🤖 AI Summary
This work addresses the tension in recommendation systems between insufficient reliability for low-activity users and inadequate content diversity for high-activity users by proposing the first unified uncertainty-calibrated framework tailored for industrial-scale short-video and live-streaming platforms. The framework quantifies model uncertainty and applies user-stratified recommendation strategies: a risk-averse down-weighting approach for low-activity users and an upper confidence bound (UCB)-based exploration mechanism that embraces risk for high-activity users. Experimental results demonstrate that the proposed method significantly improves retention duration and viewing satisfaction among low-activity users while effectively enhancing interest diversity and category coverage for high-activity users.
📝 Abstract
A fundamental challenge in recommender systems is balancing reliability for Low-Active Users (LAUs) with diversity for High-Active Users (HAUs). The key to this balance lies in quantifying model uncertainty, which approximates the risk of prediction errors and reveals the limits of the model's current knowledge. On large-scale short-video and livestream platforms, model uncertainty can warn of low-quality recommendations that may lead to disengagement of LAUs and at the same time identify opportunities to diversify content recommendation for HAUs.
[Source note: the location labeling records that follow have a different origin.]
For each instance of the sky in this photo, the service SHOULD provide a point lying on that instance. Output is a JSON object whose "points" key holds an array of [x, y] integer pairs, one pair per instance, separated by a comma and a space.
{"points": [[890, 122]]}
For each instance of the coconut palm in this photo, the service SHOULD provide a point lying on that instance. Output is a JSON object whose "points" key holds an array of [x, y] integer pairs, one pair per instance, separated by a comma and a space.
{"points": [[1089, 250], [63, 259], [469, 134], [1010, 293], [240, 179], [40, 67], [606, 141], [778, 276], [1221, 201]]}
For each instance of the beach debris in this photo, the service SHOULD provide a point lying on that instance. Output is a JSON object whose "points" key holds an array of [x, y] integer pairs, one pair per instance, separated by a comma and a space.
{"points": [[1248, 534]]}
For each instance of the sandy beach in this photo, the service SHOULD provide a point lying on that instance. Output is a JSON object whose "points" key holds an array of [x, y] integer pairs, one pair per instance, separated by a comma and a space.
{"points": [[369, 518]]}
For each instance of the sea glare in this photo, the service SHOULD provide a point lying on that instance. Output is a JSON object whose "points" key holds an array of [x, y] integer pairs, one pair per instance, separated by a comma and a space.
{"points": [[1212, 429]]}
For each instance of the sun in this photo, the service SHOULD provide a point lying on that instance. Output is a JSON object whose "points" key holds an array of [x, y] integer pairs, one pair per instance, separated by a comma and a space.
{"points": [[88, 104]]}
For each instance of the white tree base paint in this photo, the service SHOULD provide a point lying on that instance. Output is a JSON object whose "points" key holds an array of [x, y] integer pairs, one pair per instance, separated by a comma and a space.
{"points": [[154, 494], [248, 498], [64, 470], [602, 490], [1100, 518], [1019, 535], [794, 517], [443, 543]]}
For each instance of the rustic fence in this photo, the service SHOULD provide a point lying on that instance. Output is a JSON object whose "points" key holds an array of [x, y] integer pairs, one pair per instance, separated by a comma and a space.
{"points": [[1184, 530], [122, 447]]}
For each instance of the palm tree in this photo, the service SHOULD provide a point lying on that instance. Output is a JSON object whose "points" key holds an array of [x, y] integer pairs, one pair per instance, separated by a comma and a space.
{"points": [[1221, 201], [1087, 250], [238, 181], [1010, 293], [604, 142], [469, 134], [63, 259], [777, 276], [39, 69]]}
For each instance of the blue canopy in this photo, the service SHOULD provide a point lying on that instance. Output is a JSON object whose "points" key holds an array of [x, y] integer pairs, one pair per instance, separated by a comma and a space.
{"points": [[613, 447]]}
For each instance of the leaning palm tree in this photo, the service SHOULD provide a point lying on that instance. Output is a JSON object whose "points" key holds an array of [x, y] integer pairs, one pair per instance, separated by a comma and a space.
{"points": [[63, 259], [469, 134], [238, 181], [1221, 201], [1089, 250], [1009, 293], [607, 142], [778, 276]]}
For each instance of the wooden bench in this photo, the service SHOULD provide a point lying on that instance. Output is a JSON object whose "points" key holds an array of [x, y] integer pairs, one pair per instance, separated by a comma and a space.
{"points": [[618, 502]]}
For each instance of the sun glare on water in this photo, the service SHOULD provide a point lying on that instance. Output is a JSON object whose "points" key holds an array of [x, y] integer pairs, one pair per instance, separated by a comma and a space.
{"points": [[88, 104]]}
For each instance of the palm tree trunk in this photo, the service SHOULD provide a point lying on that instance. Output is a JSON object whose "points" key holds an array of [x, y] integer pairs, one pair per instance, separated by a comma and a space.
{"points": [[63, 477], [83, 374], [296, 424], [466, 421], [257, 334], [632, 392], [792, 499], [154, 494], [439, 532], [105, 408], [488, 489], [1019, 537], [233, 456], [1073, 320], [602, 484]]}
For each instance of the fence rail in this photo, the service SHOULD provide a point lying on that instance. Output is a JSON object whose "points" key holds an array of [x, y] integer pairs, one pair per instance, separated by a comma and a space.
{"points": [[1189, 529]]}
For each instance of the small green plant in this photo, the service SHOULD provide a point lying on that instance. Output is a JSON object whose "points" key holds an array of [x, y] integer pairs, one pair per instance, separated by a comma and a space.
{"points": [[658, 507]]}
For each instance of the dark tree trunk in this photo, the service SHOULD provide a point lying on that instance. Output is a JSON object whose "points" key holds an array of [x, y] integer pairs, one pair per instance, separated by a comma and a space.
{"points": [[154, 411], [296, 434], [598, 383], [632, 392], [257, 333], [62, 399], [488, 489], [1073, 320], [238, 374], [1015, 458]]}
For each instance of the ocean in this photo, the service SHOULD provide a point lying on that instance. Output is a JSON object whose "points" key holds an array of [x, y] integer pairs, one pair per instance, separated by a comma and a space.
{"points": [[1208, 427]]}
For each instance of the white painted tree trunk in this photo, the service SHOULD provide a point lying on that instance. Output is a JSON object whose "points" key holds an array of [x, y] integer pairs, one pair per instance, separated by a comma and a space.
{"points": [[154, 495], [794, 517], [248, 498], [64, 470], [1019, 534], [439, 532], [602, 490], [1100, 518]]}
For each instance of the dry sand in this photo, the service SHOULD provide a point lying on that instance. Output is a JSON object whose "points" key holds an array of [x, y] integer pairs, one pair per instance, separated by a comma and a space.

To leverage this dichotomy, we introduce a unified, production-ready framework that calibrates uncertainty to drive differentiated strategies. Specifically, we implement a model-uncertainty-based risk-averse deboosting policy for LAUs to suppress unreliable recommendations, while employing a risk-seeking Upper Confidence Bound (UCB) strategy for HAUs to encourage exploration. Validated on a major livestream platform, our framework demonstrates significant improvements in retention (active hours) and satisfaction (quality watch time ratio) for LAUs as well as remarkable increases in interest diversity and category coverage for HAUs, proving the value of uncertainty-aware recommendation in industrial settings.